Le carnet de Madame Elise.

Pourquoi le mari bat sa femme.


Le mari bat-il vraiment sa femme dans ce siècle de civilisation extrême?
Mais oui et la chose est plus fréquente qu'on ne le suppose; il y a certes des degrés depuis la brutalité sauvage de celui qui brise un meuble sur le dos de sa compagne, jusqu'à celui qui se borne à la saisir rudement par le bras et la faire pirouetter pour l'envoyer au loin ou celui qui, contenant ses poings frémissants, se limite à un regard furibond souligné d'un haussement d'épaules (double mimique insultante).
Quelle est l'origine de cette facilité à user d'un traitement aussi écrasant? La femme, elle, ne songe pas à l'employer; c'est le sentiment de sa faiblesse physique qui la retient, direz-vous; peut-être, mais il y a plus; car si on ose affirmer que son impuissance seule la maîtrise, il serait injuste de dire que tous les hommes qui ont... la main leste sont des lâches; il y en a parmi eux de très bons!
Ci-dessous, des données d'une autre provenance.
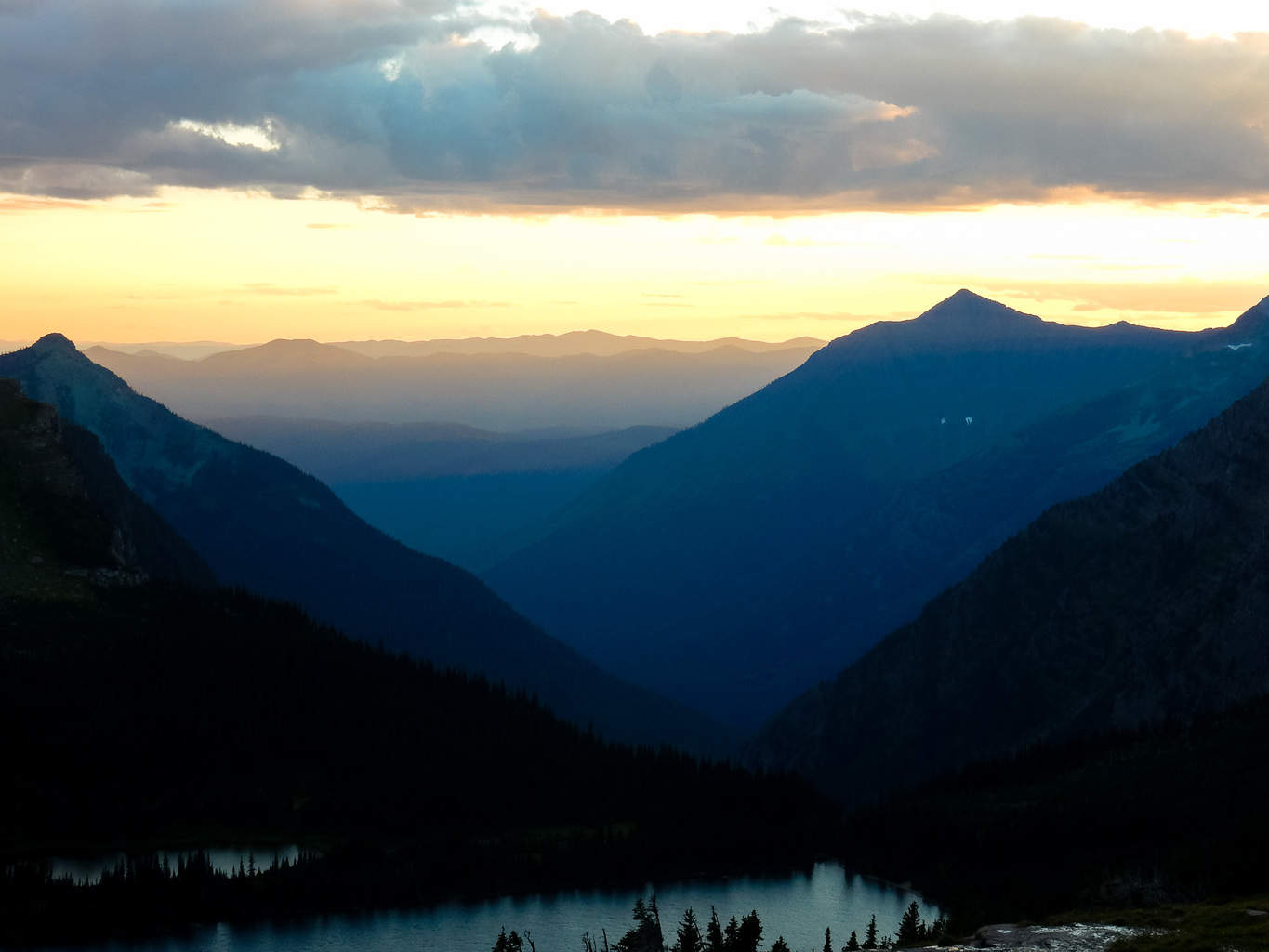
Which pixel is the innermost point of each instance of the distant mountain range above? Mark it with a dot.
(471, 496)
(579, 341)
(1143, 603)
(339, 452)
(138, 711)
(739, 562)
(263, 524)
(496, 390)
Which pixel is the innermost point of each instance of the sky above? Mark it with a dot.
(242, 170)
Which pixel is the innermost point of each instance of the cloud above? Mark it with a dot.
(391, 99)
(263, 287)
(428, 305)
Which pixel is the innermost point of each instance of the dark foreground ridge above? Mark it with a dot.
(263, 524)
(740, 562)
(142, 714)
(1137, 604)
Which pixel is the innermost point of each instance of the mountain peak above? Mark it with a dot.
(55, 343)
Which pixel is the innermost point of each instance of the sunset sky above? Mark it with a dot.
(247, 169)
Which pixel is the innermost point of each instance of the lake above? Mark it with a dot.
(797, 906)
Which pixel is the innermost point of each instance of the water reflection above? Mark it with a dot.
(796, 906)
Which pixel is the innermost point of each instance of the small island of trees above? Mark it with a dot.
(737, 935)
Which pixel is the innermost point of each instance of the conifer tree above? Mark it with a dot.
(645, 935)
(713, 933)
(750, 933)
(910, 931)
(689, 934)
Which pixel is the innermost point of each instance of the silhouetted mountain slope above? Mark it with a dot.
(499, 391)
(65, 513)
(737, 562)
(1143, 602)
(263, 524)
(1172, 813)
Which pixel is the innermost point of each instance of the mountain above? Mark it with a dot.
(381, 452)
(496, 391)
(741, 560)
(139, 714)
(576, 341)
(263, 524)
(471, 496)
(284, 357)
(66, 516)
(1139, 604)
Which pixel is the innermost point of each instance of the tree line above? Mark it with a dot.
(737, 935)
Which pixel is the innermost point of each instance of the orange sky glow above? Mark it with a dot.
(785, 178)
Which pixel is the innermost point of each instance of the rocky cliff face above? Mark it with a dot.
(66, 516)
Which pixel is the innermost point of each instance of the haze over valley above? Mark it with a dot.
(649, 478)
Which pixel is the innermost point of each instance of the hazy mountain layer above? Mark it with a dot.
(499, 391)
(468, 496)
(263, 524)
(741, 560)
(1140, 603)
(136, 711)
(373, 452)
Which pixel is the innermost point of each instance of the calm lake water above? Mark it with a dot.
(796, 906)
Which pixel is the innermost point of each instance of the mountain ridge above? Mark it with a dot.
(1139, 603)
(760, 525)
(263, 524)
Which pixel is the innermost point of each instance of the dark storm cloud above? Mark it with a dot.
(379, 98)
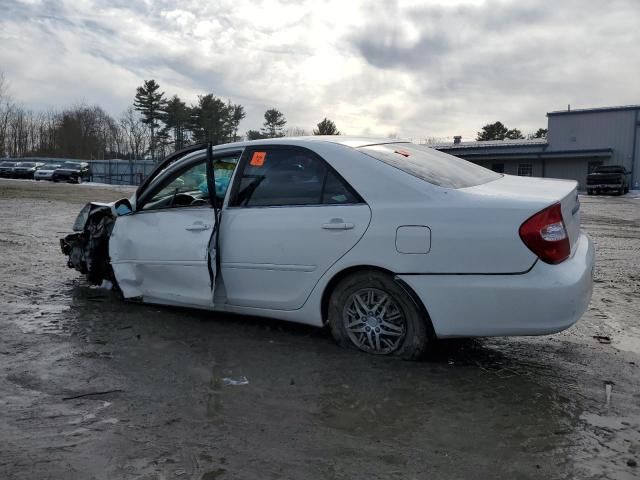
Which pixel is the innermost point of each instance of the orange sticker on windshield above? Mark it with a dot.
(257, 159)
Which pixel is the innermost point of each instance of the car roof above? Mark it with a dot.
(350, 141)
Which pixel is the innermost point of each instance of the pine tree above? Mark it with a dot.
(514, 134)
(210, 120)
(176, 116)
(541, 133)
(150, 103)
(274, 123)
(326, 127)
(254, 135)
(237, 113)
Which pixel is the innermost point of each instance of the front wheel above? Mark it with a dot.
(371, 312)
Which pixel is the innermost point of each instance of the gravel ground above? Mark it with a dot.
(178, 406)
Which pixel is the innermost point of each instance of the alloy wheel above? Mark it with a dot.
(374, 321)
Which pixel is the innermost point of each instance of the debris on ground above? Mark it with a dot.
(229, 381)
(603, 339)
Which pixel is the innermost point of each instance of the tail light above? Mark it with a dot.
(546, 235)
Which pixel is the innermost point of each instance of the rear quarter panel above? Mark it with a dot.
(470, 232)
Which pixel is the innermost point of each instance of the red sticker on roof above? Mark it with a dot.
(257, 159)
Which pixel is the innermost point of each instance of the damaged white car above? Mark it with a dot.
(389, 243)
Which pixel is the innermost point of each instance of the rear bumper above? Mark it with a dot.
(605, 186)
(547, 299)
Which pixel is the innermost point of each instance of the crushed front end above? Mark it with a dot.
(88, 247)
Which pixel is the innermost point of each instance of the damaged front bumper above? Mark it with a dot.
(88, 248)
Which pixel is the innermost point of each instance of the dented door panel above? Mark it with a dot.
(163, 256)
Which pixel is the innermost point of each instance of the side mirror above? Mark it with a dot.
(123, 207)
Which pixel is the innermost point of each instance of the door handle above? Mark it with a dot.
(197, 227)
(338, 226)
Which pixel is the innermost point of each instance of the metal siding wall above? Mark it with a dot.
(595, 130)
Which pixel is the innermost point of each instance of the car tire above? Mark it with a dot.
(397, 330)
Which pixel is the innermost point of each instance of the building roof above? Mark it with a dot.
(350, 141)
(595, 110)
(492, 144)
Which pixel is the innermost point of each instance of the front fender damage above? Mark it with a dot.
(88, 248)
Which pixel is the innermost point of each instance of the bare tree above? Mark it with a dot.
(6, 107)
(136, 133)
(296, 132)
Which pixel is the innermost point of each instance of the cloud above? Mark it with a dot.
(415, 68)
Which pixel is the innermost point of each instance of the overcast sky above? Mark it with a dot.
(416, 68)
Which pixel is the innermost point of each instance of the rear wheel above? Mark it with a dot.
(369, 311)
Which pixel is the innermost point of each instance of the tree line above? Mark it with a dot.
(151, 127)
(498, 131)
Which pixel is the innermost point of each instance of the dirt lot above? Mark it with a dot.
(493, 408)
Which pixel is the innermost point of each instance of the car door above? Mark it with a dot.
(164, 251)
(289, 217)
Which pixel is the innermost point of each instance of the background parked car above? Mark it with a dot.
(46, 172)
(6, 169)
(608, 178)
(74, 172)
(26, 169)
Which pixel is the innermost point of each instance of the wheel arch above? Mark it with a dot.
(342, 274)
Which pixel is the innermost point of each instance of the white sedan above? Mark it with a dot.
(390, 244)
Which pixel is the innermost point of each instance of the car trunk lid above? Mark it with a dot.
(532, 194)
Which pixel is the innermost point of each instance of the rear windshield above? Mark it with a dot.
(431, 165)
(609, 169)
(70, 165)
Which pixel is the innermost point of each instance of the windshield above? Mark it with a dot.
(71, 165)
(431, 165)
(609, 170)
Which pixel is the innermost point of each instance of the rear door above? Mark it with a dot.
(290, 216)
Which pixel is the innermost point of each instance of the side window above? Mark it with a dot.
(223, 170)
(280, 177)
(336, 192)
(186, 188)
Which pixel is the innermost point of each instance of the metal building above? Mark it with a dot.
(577, 141)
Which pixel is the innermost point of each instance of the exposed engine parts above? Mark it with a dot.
(88, 250)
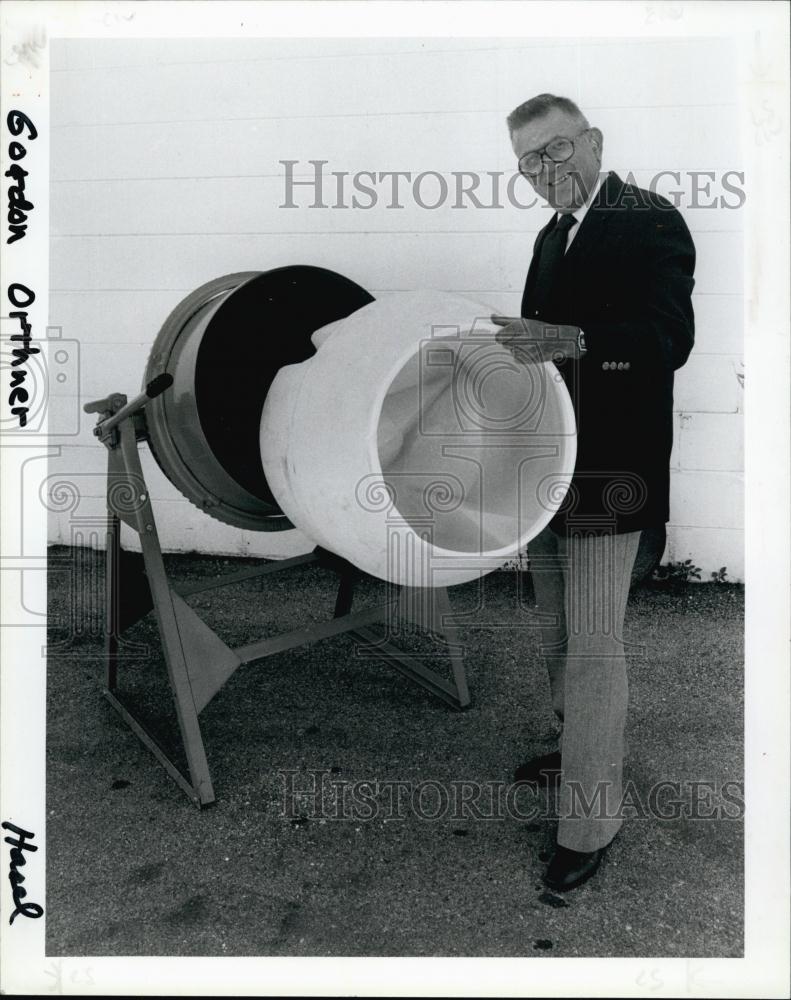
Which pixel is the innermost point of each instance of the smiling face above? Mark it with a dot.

Il y a une autre cause qu'il faut chercher dans les caractères mêmes de l'homme et de la femme. Étudions-les quand ils sont jeunes, alors que la vie ne leur a point appris la science de la dissimulation; entre eux les petits garçons s'amusent également, bruyamment, sans phrases: quand, dans leurs jeux, un heurt se produit, ils élèvent vite la voix, après deux ou trois mots durs, ils lancent des coups de poings, des coups de pied, la bataille commence, ils demandent au hasard de la mêlée le triomphe de leur opinion.
Considérons maintenant des fillettes qui se querellent; leurs voix deviennent pointues, ironiques, méchantes; elles se lancent des pointes, elles ergotent, elles recherchent dans leur mémoire des souvenirs blessants; à bout de souffle, elles ne sont pas toujours à bout de rancune, elles conservent soigneusement leurs petits griefs pour les remettre au jour à l'occasion.
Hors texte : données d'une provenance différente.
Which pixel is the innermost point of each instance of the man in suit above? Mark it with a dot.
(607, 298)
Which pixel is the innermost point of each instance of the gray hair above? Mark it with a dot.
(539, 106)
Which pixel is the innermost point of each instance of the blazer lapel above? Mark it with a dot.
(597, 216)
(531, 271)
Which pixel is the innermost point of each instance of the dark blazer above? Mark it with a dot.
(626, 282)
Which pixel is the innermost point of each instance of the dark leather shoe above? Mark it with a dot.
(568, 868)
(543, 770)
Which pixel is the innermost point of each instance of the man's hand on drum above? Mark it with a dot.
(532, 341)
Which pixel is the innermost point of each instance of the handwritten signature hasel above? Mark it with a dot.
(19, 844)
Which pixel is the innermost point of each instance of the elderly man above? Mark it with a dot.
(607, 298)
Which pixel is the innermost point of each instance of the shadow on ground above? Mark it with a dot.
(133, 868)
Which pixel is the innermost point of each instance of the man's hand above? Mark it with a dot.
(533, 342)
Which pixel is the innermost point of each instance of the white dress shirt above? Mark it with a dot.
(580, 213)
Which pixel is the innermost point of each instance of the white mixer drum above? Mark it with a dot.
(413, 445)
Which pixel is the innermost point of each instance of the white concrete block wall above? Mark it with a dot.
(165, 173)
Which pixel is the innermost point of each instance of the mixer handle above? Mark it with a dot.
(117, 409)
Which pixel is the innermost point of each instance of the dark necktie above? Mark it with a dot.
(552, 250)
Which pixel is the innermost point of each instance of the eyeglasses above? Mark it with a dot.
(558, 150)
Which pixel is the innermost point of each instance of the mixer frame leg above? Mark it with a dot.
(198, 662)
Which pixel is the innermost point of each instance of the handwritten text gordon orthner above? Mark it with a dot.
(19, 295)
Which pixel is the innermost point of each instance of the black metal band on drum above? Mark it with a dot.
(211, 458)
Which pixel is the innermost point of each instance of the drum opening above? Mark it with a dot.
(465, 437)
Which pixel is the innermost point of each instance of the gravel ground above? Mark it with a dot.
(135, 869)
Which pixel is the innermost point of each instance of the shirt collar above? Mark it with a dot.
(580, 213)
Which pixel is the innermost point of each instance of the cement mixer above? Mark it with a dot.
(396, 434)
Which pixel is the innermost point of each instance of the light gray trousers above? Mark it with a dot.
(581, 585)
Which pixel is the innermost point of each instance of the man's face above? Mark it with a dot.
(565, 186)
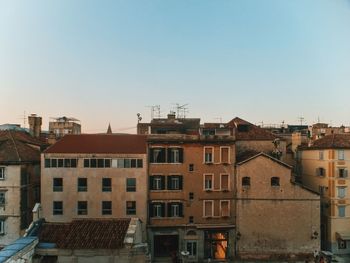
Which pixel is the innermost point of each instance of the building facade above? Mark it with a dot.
(19, 182)
(191, 197)
(95, 176)
(324, 167)
(275, 217)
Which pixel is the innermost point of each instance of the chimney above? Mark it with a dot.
(34, 125)
(171, 116)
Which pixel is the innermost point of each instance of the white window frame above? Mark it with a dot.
(205, 156)
(212, 208)
(228, 208)
(341, 190)
(228, 154)
(205, 188)
(341, 155)
(341, 213)
(175, 210)
(2, 226)
(228, 182)
(2, 173)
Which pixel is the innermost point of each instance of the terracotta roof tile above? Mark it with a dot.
(86, 233)
(100, 143)
(245, 131)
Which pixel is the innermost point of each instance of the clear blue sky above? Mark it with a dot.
(105, 61)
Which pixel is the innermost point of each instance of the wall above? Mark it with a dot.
(274, 220)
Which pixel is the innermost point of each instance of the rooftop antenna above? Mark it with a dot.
(181, 110)
(301, 119)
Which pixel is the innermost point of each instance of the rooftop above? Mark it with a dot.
(100, 143)
(85, 234)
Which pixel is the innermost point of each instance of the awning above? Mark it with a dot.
(343, 235)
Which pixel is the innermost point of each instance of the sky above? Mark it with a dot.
(105, 61)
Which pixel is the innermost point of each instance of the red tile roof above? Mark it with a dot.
(100, 143)
(18, 146)
(252, 133)
(333, 141)
(86, 233)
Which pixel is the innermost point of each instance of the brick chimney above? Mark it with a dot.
(34, 125)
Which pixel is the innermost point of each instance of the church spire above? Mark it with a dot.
(109, 130)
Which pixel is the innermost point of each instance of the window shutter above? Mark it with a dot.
(180, 182)
(162, 182)
(151, 183)
(151, 154)
(163, 209)
(169, 214)
(169, 183)
(181, 155)
(150, 210)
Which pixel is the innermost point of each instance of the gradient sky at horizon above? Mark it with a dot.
(104, 61)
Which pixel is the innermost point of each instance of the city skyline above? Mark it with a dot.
(103, 63)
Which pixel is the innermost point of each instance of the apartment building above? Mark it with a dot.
(95, 176)
(19, 182)
(190, 196)
(324, 167)
(276, 218)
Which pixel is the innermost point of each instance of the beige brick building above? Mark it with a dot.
(275, 217)
(95, 176)
(324, 167)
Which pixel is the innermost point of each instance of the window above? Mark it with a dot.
(175, 210)
(208, 154)
(341, 244)
(341, 192)
(57, 207)
(157, 155)
(106, 185)
(82, 184)
(341, 155)
(275, 181)
(225, 208)
(225, 154)
(157, 210)
(320, 171)
(82, 207)
(106, 207)
(57, 184)
(342, 173)
(157, 182)
(320, 155)
(341, 211)
(2, 173)
(208, 208)
(208, 182)
(224, 182)
(2, 198)
(191, 247)
(2, 226)
(175, 182)
(131, 207)
(246, 181)
(131, 184)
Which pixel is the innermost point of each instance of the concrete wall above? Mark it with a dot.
(94, 196)
(274, 220)
(310, 161)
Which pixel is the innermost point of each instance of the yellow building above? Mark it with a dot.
(323, 167)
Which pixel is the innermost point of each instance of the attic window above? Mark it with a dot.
(243, 128)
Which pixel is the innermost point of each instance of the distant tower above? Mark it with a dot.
(109, 130)
(34, 125)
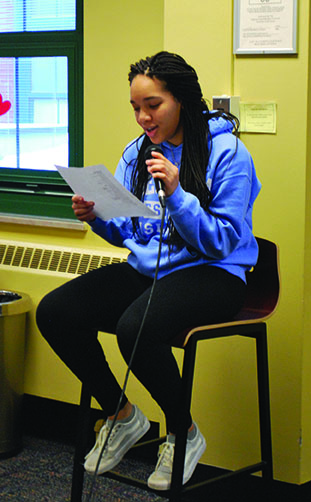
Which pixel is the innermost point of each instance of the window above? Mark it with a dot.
(41, 104)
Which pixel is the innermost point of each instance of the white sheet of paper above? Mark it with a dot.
(97, 184)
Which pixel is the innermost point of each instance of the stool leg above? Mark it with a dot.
(264, 403)
(181, 433)
(81, 444)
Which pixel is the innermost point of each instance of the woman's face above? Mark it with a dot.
(156, 110)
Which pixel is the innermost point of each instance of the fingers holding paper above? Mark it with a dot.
(83, 209)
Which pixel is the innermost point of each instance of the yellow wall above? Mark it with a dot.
(116, 34)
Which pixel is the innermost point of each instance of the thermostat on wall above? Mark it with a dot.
(229, 104)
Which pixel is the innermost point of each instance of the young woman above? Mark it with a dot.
(210, 186)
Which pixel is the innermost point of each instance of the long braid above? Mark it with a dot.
(181, 80)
Garçonnets et petites filles sont entre eux de même force; il n'y a pas lieu d'invoquer ici l'inégalité des muscles pour expliquer la différence des procédés; cette différence tient aux caractères.
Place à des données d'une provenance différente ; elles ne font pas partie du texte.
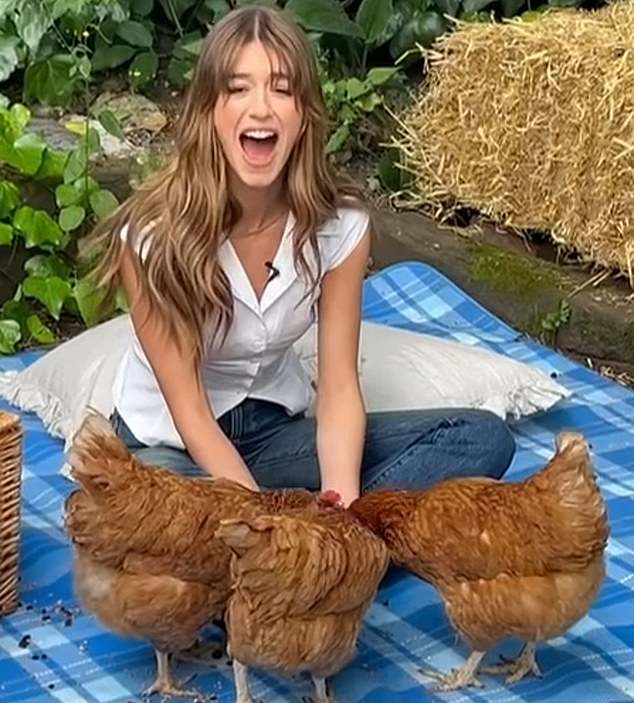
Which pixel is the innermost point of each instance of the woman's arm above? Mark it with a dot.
(340, 411)
(180, 382)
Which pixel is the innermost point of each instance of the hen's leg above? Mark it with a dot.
(164, 683)
(458, 678)
(516, 668)
(241, 682)
(321, 691)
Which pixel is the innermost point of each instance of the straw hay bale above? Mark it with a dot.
(532, 123)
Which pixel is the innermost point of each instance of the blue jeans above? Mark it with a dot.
(406, 449)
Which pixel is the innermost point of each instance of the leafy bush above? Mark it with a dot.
(52, 284)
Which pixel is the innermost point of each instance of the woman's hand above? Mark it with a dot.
(340, 411)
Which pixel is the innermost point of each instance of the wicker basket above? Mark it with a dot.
(10, 481)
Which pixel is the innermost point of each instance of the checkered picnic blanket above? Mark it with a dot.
(50, 652)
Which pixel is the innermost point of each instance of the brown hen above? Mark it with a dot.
(522, 560)
(146, 562)
(302, 583)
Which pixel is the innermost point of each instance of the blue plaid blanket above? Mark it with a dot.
(51, 652)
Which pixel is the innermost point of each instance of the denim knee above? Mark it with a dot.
(498, 450)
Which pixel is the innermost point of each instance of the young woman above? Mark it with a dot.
(227, 258)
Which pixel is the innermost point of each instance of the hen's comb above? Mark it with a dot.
(330, 498)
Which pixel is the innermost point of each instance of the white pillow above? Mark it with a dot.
(398, 370)
(402, 370)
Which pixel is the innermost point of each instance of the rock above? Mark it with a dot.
(497, 269)
(134, 111)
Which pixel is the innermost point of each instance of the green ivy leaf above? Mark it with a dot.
(8, 55)
(39, 331)
(38, 227)
(379, 76)
(142, 8)
(356, 88)
(111, 56)
(32, 23)
(67, 194)
(76, 165)
(51, 291)
(179, 72)
(373, 16)
(45, 265)
(176, 6)
(89, 301)
(323, 16)
(369, 102)
(61, 7)
(338, 139)
(135, 33)
(28, 152)
(51, 81)
(16, 310)
(143, 69)
(111, 124)
(71, 217)
(9, 336)
(103, 203)
(19, 116)
(6, 234)
(473, 6)
(10, 198)
(451, 7)
(53, 164)
(510, 8)
(94, 141)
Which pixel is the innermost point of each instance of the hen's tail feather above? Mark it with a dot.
(99, 460)
(578, 489)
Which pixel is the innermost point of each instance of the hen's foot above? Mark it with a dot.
(459, 678)
(242, 683)
(165, 684)
(516, 668)
(321, 692)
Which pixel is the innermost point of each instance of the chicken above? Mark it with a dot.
(521, 560)
(302, 582)
(146, 562)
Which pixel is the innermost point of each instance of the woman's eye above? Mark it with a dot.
(283, 88)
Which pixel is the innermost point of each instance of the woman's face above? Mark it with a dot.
(257, 120)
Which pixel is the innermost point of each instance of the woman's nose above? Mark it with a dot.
(260, 102)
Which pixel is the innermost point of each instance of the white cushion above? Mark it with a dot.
(398, 369)
(402, 370)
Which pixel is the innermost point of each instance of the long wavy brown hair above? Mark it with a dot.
(181, 217)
Quand l'enfant qui donnait des coups de poing pour remplacer une discussion est devenu mari, il n'a pas totalement changé et sa tendance naturelle le conduit toujours à cet expédient rapide; la petite fille devenue femme n'en reste pas moins raisonneuse, ergoteuse, elle se plait aux piqûres d'épingles, aux reparties blessantes.
Les deux adversaires emploient des armes très différentes; et même si le mari n'en arrive pas aux coups, il garde du moins l'habitude de clore brutalement la conversation et de ne point admettre les arguments multiples et variés; la femme au contraire se plait à ces joutes oratoires, à ce duel de phrases et de reproches, elle s'indigne et crie à la sauvagerie lorsqu'on l'empêche de se défendre par les seuls moyens qu'elle connaît.
Et cependant il serait si facile de s'entendre; que l'épouse aimante s'ingénie à cesser toutes les tracasseries, à résumer ses plaidoyers en quelques mots, que l'époux s'exerce à la patience et tâche d'accepter les discussions un peu longue sans colère; avec ces précautions la douce harmonie régnera, sans être troublée jamais ni par les coups, ni par les cris!

                                                                                                                  Mme Elise.

Mon Dimanche, revue populaire illustrée, 17 mars 1907.